Avant d’arriver dans le monde chorégraphique grâce à cette première œuvre, Wim Vandekeybus, étudiant en psychologie mais passionné d’arts plastiques, avait travaillé deux ans avec le plasticien et chorégraphe Jan Fabre auprès duquel il avait appris à ruer dans les brancards et à se détacher de codes esthétiques trop contraignants.

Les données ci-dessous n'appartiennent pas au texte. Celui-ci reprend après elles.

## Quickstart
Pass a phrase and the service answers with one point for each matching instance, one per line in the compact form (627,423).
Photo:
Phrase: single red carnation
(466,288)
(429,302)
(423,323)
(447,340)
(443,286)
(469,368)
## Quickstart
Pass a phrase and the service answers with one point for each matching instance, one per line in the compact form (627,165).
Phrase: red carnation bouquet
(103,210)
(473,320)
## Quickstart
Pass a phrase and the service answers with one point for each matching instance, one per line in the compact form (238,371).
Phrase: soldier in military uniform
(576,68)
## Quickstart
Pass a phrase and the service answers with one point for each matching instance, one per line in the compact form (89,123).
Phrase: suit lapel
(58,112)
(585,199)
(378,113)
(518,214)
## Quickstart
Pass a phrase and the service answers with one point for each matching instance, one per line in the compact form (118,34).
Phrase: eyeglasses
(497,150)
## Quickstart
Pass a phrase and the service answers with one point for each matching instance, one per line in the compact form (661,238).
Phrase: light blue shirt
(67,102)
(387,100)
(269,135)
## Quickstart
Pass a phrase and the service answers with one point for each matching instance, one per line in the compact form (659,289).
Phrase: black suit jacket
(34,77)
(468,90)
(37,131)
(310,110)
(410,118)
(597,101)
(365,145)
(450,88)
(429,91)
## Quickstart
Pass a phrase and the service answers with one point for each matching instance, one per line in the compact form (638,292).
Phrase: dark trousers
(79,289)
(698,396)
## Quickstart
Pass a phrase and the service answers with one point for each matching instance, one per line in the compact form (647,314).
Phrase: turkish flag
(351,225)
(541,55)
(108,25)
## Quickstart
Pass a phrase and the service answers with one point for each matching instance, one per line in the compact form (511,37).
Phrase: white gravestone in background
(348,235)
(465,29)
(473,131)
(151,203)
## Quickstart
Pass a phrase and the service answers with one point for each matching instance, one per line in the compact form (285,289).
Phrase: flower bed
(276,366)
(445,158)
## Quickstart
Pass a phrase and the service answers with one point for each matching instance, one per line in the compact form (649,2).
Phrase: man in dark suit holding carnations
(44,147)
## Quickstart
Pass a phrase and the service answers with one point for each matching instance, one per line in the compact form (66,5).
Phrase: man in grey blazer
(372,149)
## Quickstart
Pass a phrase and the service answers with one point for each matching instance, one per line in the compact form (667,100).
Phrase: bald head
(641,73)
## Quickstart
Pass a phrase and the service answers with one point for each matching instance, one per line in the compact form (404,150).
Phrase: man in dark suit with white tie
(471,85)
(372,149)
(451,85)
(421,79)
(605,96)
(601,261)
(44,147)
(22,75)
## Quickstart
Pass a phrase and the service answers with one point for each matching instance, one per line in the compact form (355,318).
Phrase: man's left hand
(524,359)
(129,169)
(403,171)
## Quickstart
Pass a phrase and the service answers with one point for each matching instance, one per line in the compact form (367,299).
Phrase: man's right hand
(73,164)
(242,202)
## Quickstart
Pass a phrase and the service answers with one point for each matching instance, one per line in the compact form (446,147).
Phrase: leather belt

  Tellurique, d’une vitalité crue, viscérale, What The Body Does Not Remember dégage une force de vie peu commune où la prise de risque physique est importante, et l’engagement des danseurs total. On ne s’étonne donc  pas du nom : Ultima Vez (Ultime fois) que Wim Vandekeybus avait donné alors à sa compagnie,  tant cette pièce manifeste l’urgence de dire, de faire, de bousculer, d’affirmer. Et le vocabulaire pour l’exprimer, qui fera la réputation du chorégraphe, est déjà entièrement là : roulades et chutes vertigineuses, corps projetés en l’air ou écrasés au sol, comme son goût pour l’interdisciplinarité: il a étroitement collaboré ici avec les compositeurs Thierry de Mey et Peter Vermeersch.
Le spectacle commence en douceur et ne laisse rien présager d’un déferlement futur, avec, comme seul environnement sonore, le frottement de mains sur une table d’un musicien assis, qui rythme ainsi  le mouvement de deux danseurs au sol, pris dans des rails lumineux. Le risque physique augmente très vite au deuxième tableau, quand les interprètes commencent à se lancer des briques qu’ils doivent rattraper entre courses affolées et roulades sauvages.
Danse pulsionnelle où ne règne plus, semble-t-il, que le seul instinct de survie, sur des accords des guitares électriques de Peter Vermeersch qui font monter l’adrénaline.
Le troisième tableau, particulièrement réussi, met en scène trois couples qui se séduisent et se déchirent dans un aller et retour incessant,  entre attirance et rejet. Loin du traditionnel pas-de-deux romantique, Wim Vandekeybus choisit la confrontation brutale entre les sexes.
 Mais le quatrième tableau n’est qu’une suite atone de jeux enfantins, une succession de poses familiales souvent grotesques, parfois ironiques mais dont la longueur provoque l’ennui et casse le rythme du spectacle!
  C’est peut-être une tentative pour se souvenir de son enfance, mais on ressent surtout la fragilité d’un jeune artiste qui a beaucoup de choses à dire. Mais comme il n’a pas encore la maîtrise de son métier et ne sait pas encore qu’il faut renoncer à tout dire, il encombre donc son spectacle, en multiplie les directions et omet finalement d’en ôter le superflu…
 Heureusement, le final nous restitue toute l’énergie vibrionnaire de Wim Vandekeybus, à travers les piétinements têtus des danseurs et des sauts élastiques où les genoux rejoignent les oreilles,  et des mouvements qui évoquent un autre Flamand, le peintre expressionniste Constant Permeke (1886-1952), dont certaines toiles représentent des paysans chaussés de gros sabots, qui dansent en soulevant bien haut les genoux pour s’arracher au sol boueux, avant de s’y enfoncer avec la même détermination que le chorégraphe a imposé, lui, sa danse de l’extrême, avec What the Body Does Not Remember

 Sonia Schoonejans

Spectacle de clôture du Festival Le Temps d’aimer la danse, direction  Thierry Malandin le 20 septembre à la Gare du Midi de Biarritz.